This book started out interesting and then along about Chapter 11 it became un-put-downable. The story is the non-fiction account of a young girl with wild, itinerant, outlaw parents who wind up in Anchorage, Alaska both because they believed there was opportunity for them and because they'd conceivably run out of road. Mom's schizophrenia gets the better of her after Dad's hustles eventually spiral down to him pimping her out on occasion. Mom gets shipped back to a Michigan insane asylum and after a brief stay in Michigan herself, our narrator/author, Kim Rich, is reunited with her father in Anchorage and her strange life continues. Johnny Rich, Kim's dad runs gambling rooms, prostitutes and any other corner he can cut to make a buck even in his temporarily legit business fronts. Eventually, Johnny Rich makes good as an underworld figure through massage parlors but his arrival at relative success brushes with a set of terminally bad characters that lead the reader through the last 100 pages or so of this tome at breakneck, true crime speed.

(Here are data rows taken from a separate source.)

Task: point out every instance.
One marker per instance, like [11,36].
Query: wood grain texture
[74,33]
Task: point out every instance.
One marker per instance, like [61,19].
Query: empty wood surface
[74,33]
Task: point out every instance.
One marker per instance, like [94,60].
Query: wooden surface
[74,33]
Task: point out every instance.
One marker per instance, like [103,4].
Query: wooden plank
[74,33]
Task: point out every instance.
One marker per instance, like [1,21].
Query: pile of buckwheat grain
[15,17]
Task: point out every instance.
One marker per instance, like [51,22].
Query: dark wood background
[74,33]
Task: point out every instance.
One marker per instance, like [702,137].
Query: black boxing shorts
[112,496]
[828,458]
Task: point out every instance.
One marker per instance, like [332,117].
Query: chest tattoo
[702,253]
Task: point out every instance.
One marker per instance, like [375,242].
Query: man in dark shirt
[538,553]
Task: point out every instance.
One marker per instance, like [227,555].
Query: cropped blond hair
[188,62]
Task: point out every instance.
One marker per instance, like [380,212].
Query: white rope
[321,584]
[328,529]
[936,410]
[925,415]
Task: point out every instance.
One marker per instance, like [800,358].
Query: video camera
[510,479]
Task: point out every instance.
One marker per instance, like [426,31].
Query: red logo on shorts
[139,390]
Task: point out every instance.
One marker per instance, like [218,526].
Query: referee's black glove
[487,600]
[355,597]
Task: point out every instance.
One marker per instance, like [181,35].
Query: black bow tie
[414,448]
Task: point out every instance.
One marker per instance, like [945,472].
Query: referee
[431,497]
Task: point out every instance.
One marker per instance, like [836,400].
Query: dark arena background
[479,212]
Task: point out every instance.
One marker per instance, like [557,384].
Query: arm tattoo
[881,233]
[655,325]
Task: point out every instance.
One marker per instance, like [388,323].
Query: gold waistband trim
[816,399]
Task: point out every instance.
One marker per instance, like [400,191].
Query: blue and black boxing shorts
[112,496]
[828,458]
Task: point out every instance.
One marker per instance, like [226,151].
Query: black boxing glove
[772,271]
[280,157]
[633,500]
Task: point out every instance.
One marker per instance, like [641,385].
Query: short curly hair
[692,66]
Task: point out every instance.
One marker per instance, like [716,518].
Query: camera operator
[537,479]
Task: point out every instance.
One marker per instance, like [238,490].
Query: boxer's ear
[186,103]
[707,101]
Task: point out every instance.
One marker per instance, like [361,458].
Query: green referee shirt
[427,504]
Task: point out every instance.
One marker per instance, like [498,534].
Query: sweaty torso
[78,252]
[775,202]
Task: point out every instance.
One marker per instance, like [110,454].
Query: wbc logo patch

Kim Rich is a good writer. Not surprisingly though, this may have taken it all out of her. She sets up this narrative tenderly and informatively, relating great details about how Anchorage was and what it was like to come up there through the '60's and 70's and then BAM! the thing turns into a true crime novel that hits and sickens like a James Elroy piece. Her descriptions of her father, his hustling, bargain-hunting, jailhouse lawyering and his dogs-playing-poker, Cadillac, dark blue topaz cuff link style - are terrific. Her research, interviews and remembrances mesh her scattered jigsaw puzzle of a family together into a cohesive photo. The more I think about this book, the more admirable and unique a piece of work I think it becomes.
I'm reaching back up to the top of this review and changing it from three stars to four.